Development of PCR methods for detection and quantification of genetically modified maize

Jabbari Farhoud, Houman
This study describes development of methods for screening, identification and quantification of genetic modifications in maize samples. Totally 88 maize samples were collected randomly throughout Turkey in three years from 2006 to 2008 and were analyzed. Two maize samples that were detected as GM positive in previous studies were selected as positive controls. Following the DNA extraction by manual CTAB method, conventional PCR methods were employed for screening of genetic modifications in samples by detecting of P-35S and T-NOS. Qualitative PCR methods were conducted for target specific detection of cry and pat genes. Construct-specific and event-specific PCR assays were designed for detection of Bt11, Bt10 and Mon810 maize events. Specific primers and corresponding probes labeled with reporter and quencher dyes were designed for both absolute and relative quantification of Bt11 and Mon810 in samples by using TaqMan probe method. Comparing the absolute and relative quantification results indicates that there is correlation between them. In order to verify the accuracy of the quantification methods, three parallel applications were conducted according to the CRL validated protocol. The statistical analyses were performed to check the precision and repeatability of the quantification experiments by in-house validation methods. Regarding the Repeatability Relative Standard Deviation (RSDr) values of absolute and relative quantifications of Bt11 and Mon810 systems majority of the validation results accomplish the ENGL requirements for quantification of GMOs.
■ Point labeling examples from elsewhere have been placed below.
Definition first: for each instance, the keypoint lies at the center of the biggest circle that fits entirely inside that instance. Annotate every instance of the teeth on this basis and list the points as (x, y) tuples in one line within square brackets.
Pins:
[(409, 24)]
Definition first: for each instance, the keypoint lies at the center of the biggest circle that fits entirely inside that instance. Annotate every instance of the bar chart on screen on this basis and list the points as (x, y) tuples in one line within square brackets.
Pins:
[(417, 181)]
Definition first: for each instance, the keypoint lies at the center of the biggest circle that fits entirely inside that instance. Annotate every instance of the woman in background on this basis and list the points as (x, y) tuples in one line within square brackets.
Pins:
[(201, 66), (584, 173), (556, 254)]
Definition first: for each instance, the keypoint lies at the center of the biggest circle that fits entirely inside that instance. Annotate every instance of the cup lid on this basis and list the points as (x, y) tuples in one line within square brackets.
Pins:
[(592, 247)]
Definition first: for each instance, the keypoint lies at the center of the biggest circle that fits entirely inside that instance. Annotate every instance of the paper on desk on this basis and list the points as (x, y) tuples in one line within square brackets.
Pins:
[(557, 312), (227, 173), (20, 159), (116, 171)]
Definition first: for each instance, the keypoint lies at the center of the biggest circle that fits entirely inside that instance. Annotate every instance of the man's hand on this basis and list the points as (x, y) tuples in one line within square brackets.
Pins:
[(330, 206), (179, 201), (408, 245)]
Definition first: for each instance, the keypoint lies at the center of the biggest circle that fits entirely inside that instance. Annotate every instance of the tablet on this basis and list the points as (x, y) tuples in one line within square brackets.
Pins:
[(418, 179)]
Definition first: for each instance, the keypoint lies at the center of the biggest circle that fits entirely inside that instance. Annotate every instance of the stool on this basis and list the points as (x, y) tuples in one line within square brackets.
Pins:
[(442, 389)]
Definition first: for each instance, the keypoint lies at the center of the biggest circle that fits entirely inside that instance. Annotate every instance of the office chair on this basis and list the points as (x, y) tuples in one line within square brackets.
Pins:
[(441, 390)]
According to screening assays, the overall results indicate that five samples (H3, H48, H73, 4M, 4G) were detected as GM positive. While the samples H3 and H48 were identified as Bt11, it was shown that the sample 4M and 4G contains both of the Bt11 and Mon810 maize events. Bt11 quantification results show samples H3 and 4G respectively with 1.06% and 5.36% exceed the 0.9% threshold level. Amount of Mon810 in samples was determined as 1.33 % for 4M and 17.32% for 4G which is higher than 0.9% threshold level. Sample H73 which was detected as GM positive did not contain Bt11 and Mon810 maize events. Since the methods developed in this study reduce dependence on commercial kits they would contribute to expansion of GMO testing in Turkey with lower cost. However the methods developed in this work should be extended to other maize events and their validation procedure should be completed.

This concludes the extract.